Think you can take it? Don’t even bother with that calculation. See RESTREPO,
Navy SEAL Lt. Michael P. Murphy was deployed to Afghanistan in April 2005. Awarded the Medal of Honor posthumously, he led a four-man SEAL squad that covertly infiltrated the 9,000-foot Hindu-Kush mountains along the Pakistan border on June 27, seeking to capture or kill high-value Taliban targets. Though wounded, Murphy still engaged the fiercest firefight as he moved to higher ground, openly engaging electronic outreach for help, for which he signed-off, “Thank you.”

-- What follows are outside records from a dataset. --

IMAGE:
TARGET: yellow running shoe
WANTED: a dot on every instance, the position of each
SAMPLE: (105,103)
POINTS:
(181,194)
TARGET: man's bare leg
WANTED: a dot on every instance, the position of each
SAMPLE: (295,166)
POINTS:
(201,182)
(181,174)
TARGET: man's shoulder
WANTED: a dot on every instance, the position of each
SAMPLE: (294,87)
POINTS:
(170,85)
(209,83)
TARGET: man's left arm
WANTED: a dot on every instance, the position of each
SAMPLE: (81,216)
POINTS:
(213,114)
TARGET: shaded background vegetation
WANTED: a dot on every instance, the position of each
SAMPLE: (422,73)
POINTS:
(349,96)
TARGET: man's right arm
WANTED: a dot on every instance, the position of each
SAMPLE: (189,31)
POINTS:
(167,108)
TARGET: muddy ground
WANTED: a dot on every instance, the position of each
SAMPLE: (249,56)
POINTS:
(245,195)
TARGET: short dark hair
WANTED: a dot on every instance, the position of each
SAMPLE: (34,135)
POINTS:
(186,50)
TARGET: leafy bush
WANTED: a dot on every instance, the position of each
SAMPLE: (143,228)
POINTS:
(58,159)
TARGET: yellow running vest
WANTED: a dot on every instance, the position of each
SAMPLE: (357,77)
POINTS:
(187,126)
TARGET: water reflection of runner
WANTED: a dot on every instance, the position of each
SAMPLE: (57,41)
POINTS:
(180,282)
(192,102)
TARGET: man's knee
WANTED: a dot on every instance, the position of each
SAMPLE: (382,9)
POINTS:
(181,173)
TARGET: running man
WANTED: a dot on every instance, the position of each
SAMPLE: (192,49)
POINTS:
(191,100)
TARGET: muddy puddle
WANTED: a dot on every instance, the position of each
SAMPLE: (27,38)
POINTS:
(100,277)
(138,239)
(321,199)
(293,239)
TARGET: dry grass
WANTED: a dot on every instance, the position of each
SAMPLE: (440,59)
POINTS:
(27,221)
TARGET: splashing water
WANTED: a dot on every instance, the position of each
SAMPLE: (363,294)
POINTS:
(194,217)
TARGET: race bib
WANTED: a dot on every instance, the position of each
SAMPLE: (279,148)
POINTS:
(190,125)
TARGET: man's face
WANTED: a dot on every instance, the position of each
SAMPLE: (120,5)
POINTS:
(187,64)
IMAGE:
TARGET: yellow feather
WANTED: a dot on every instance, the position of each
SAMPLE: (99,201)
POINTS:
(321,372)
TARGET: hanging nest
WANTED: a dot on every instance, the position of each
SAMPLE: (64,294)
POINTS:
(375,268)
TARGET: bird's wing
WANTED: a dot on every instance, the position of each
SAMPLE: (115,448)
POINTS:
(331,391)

Also chronicled is April 14, 2010, when the pullout of the remaining 120 U.S. soldiers from the Korengal Valley in Afghanistan occurred. Part of a strategy announced in 2009 by top American and NATO commander General Stanley McChrystal, this forced re-deployment sought to abandon small, difficult-to-defend bases in remote, sparsely populated areas and concentrate forces around major population centers. Significant numbers of those outposts were established in the intervening years to monitor Taliban and Al Qaeda penetration from Pakistan but proved difficult to re-supply and defend.
RESTREPO, a 15-man outpost named after a 20 year-old platoon medic killed in action, was one such exceptional stronghold.
RESTREPO (the film) opens in New York at the Angelika Film Center, with a national roll-out to follow.